Bez matematyki ani rusz
Jaki powinien być kandydat na strzelca wyborowego? – Bardzo sprawny, ale przede wszystkim spokojny, opanowany i odporny na wzmożony wysiłek fizyczny. Powinien też umieć szybko podejmować decyzje – mówi plut. Krystian Brem z 5 Batalionu Strzelców Podhalańskich. Kilku żołnierzy z jego drużyny ma za sobą udział w misjach bojowych, m.in. w Afganistanie. W przypadku strzelców wyborowych niezwykle ważną rolę odgrywają też zdolności matematyczne. – Strzelanie niewymagające szybkiego przeliczania kończy się na dystansie 200–300 metrów. Potem zaczyna się matematyka, czyli dużo błyskawicznego i precyzyjnego obliczania prędkości wiatru i wielu innych czynników, które wpływają na celność strzału – dodaje st. szer. Adam Czaja.

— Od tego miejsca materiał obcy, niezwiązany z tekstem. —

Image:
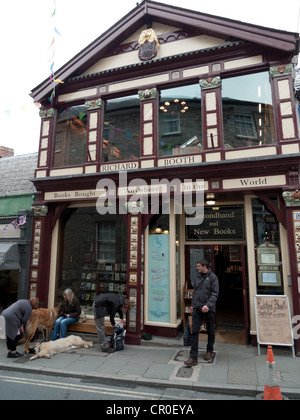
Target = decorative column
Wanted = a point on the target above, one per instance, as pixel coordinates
(283, 87)
(44, 159)
(292, 202)
(38, 274)
(211, 109)
(148, 127)
(135, 277)
(94, 142)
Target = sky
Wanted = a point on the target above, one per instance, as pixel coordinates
(28, 28)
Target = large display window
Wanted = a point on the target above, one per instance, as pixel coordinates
(180, 123)
(248, 117)
(70, 137)
(94, 255)
(121, 131)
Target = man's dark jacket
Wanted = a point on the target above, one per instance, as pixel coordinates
(206, 291)
(108, 305)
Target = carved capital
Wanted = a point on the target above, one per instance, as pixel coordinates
(94, 104)
(284, 70)
(148, 94)
(210, 83)
(47, 113)
(40, 211)
(291, 198)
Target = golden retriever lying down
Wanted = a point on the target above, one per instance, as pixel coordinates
(59, 346)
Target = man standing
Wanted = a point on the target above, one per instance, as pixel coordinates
(108, 305)
(206, 292)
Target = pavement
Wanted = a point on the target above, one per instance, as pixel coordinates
(235, 370)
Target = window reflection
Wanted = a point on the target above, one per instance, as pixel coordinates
(248, 111)
(71, 133)
(121, 133)
(180, 127)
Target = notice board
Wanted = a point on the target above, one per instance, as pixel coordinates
(273, 321)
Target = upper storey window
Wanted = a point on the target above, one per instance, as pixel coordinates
(248, 111)
(121, 133)
(70, 140)
(180, 127)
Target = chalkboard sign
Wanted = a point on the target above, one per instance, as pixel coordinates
(273, 321)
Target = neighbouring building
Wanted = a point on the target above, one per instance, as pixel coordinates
(17, 194)
(166, 98)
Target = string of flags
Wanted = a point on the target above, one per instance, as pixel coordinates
(53, 80)
(17, 223)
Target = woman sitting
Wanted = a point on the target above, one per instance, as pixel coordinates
(70, 311)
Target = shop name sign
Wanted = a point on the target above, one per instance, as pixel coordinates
(256, 182)
(73, 195)
(224, 224)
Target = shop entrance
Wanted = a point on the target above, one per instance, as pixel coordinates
(229, 264)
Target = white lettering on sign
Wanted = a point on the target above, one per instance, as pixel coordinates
(179, 160)
(115, 167)
(257, 182)
(73, 195)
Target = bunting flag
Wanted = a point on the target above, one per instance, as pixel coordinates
(53, 80)
(22, 220)
(17, 223)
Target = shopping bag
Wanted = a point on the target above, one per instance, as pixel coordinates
(118, 338)
(2, 328)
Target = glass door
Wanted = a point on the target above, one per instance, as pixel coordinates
(228, 262)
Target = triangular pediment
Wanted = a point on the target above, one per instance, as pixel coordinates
(179, 31)
(173, 41)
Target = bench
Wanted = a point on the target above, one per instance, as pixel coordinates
(89, 327)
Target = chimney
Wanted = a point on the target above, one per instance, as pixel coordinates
(6, 152)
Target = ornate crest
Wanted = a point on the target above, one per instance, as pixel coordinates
(148, 45)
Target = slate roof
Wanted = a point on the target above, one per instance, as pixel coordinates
(15, 173)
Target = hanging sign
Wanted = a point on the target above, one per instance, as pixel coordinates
(268, 262)
(219, 224)
(159, 278)
(273, 321)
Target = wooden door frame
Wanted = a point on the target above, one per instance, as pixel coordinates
(244, 276)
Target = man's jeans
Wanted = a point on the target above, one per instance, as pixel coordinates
(198, 316)
(60, 328)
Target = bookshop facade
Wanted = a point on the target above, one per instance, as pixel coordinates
(129, 145)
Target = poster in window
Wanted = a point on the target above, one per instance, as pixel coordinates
(159, 279)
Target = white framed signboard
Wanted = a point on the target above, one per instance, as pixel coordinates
(273, 321)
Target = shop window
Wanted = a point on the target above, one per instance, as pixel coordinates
(121, 132)
(70, 137)
(248, 117)
(267, 250)
(94, 256)
(180, 126)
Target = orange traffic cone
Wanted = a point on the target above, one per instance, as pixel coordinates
(272, 391)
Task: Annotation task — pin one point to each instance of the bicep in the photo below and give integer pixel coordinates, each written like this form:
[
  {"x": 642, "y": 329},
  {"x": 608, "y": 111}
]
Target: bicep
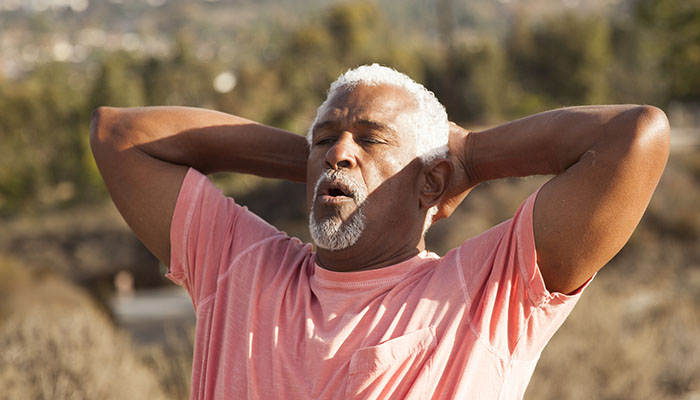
[
  {"x": 584, "y": 215},
  {"x": 144, "y": 190}
]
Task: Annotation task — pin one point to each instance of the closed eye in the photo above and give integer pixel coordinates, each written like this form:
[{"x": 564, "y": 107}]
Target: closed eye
[
  {"x": 324, "y": 141},
  {"x": 372, "y": 141}
]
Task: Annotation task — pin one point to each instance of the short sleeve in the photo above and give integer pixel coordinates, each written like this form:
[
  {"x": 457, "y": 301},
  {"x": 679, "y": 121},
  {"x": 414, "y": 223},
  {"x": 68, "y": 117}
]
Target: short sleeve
[
  {"x": 207, "y": 231},
  {"x": 510, "y": 309}
]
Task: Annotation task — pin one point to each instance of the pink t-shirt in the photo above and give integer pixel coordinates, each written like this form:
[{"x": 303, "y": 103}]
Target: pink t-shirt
[{"x": 272, "y": 324}]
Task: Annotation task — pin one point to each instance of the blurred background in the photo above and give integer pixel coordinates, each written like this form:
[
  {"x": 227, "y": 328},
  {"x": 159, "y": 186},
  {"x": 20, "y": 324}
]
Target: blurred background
[{"x": 85, "y": 312}]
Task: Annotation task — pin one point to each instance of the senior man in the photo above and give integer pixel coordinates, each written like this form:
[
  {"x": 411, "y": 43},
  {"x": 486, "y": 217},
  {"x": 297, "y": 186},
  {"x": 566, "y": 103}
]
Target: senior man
[{"x": 369, "y": 313}]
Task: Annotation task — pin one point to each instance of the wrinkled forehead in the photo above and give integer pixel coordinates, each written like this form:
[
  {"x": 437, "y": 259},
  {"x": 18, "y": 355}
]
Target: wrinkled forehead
[{"x": 387, "y": 105}]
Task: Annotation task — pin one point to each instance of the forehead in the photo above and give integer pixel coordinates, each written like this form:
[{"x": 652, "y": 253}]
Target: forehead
[{"x": 385, "y": 104}]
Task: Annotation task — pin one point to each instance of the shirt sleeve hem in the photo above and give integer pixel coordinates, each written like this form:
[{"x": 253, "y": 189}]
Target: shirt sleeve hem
[
  {"x": 530, "y": 271},
  {"x": 180, "y": 224}
]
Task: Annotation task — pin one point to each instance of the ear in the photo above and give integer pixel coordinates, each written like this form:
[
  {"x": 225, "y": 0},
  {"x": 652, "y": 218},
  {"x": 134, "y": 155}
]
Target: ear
[{"x": 437, "y": 176}]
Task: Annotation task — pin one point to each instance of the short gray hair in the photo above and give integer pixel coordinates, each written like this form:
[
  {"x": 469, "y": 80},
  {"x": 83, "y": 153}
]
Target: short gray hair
[{"x": 429, "y": 121}]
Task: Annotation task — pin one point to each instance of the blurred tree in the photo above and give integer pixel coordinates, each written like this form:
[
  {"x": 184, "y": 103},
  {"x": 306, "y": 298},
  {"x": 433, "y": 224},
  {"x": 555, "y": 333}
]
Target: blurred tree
[
  {"x": 673, "y": 35},
  {"x": 119, "y": 83},
  {"x": 564, "y": 60},
  {"x": 181, "y": 79},
  {"x": 471, "y": 81},
  {"x": 44, "y": 160}
]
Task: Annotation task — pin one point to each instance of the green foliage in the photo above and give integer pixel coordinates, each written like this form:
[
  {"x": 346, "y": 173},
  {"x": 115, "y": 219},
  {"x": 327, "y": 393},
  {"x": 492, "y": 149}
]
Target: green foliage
[
  {"x": 563, "y": 60},
  {"x": 673, "y": 28}
]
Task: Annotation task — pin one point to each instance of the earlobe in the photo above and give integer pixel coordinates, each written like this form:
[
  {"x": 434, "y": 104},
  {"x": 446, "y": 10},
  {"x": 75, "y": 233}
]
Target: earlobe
[{"x": 437, "y": 177}]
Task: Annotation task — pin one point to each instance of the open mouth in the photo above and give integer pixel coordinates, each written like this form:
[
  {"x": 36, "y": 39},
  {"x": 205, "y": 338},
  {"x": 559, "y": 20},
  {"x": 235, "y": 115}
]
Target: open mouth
[{"x": 335, "y": 192}]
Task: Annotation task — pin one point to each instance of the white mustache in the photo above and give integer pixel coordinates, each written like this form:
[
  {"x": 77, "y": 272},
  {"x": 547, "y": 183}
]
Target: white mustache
[{"x": 356, "y": 189}]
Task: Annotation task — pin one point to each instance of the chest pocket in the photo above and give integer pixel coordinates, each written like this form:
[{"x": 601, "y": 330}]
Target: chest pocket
[{"x": 396, "y": 369}]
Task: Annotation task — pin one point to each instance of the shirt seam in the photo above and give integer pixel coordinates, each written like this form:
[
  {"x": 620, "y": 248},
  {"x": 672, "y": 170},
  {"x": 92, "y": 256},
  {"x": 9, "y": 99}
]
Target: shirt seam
[
  {"x": 354, "y": 285},
  {"x": 188, "y": 224},
  {"x": 230, "y": 268},
  {"x": 467, "y": 299}
]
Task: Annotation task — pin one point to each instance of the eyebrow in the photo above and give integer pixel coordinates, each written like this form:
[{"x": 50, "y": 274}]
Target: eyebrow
[{"x": 367, "y": 123}]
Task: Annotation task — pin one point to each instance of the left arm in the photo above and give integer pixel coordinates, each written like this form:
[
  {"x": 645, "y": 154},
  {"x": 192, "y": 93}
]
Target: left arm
[{"x": 606, "y": 160}]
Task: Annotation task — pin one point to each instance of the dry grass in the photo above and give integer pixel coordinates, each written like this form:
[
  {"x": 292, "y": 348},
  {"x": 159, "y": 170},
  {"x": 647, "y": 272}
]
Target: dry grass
[
  {"x": 57, "y": 344},
  {"x": 634, "y": 334}
]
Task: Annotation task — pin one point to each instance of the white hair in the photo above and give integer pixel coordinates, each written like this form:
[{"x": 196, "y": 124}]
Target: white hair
[{"x": 431, "y": 128}]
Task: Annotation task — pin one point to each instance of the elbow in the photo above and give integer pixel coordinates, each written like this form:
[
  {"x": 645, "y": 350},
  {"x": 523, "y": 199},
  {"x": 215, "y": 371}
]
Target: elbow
[
  {"x": 653, "y": 132},
  {"x": 104, "y": 128}
]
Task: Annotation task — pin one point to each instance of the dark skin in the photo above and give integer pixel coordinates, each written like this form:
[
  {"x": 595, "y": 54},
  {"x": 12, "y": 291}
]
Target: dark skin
[{"x": 606, "y": 160}]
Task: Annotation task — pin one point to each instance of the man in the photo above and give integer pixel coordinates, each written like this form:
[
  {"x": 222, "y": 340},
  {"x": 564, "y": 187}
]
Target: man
[{"x": 370, "y": 313}]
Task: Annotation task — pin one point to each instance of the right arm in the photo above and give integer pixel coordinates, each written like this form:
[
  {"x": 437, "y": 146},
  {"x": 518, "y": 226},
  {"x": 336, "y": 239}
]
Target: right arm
[{"x": 143, "y": 155}]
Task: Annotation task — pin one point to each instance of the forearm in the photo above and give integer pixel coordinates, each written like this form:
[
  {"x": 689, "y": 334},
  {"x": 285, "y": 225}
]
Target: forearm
[
  {"x": 208, "y": 141},
  {"x": 552, "y": 141}
]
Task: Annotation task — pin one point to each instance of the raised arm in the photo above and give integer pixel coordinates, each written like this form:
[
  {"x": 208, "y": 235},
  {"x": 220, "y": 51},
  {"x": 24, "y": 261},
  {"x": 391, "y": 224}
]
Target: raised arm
[
  {"x": 143, "y": 155},
  {"x": 607, "y": 161}
]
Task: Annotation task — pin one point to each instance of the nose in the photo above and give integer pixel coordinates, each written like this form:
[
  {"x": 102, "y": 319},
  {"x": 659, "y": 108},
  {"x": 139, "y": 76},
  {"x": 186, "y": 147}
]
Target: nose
[{"x": 343, "y": 152}]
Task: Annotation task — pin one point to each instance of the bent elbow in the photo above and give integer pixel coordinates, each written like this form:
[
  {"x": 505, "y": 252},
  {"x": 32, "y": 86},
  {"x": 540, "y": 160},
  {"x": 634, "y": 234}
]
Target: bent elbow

Snajperzy ćwiczą nie tylko na strzelnicach. Przed wyjazdem do Czech podhalańczycy dwa miesiące spędzili w Bieszczadach, Tatrach i Kotlinie Kłodzkiej. Tam przeszli wyczerpujące szkolenia. – Staramy się wszystkie ćwiczenia przeprowadzać regularnie. Kluczowe jest bowiem zachowanie odpowiedniej częstotliwości treningów. Dzięki temu możemy utrzymać kondycję strzelecką na odpowiednim poziomie przez cały czas i z dobrymi wynikami wracać z międzynarodowej rywalizacji – tłumaczy st. kpr. Stręk.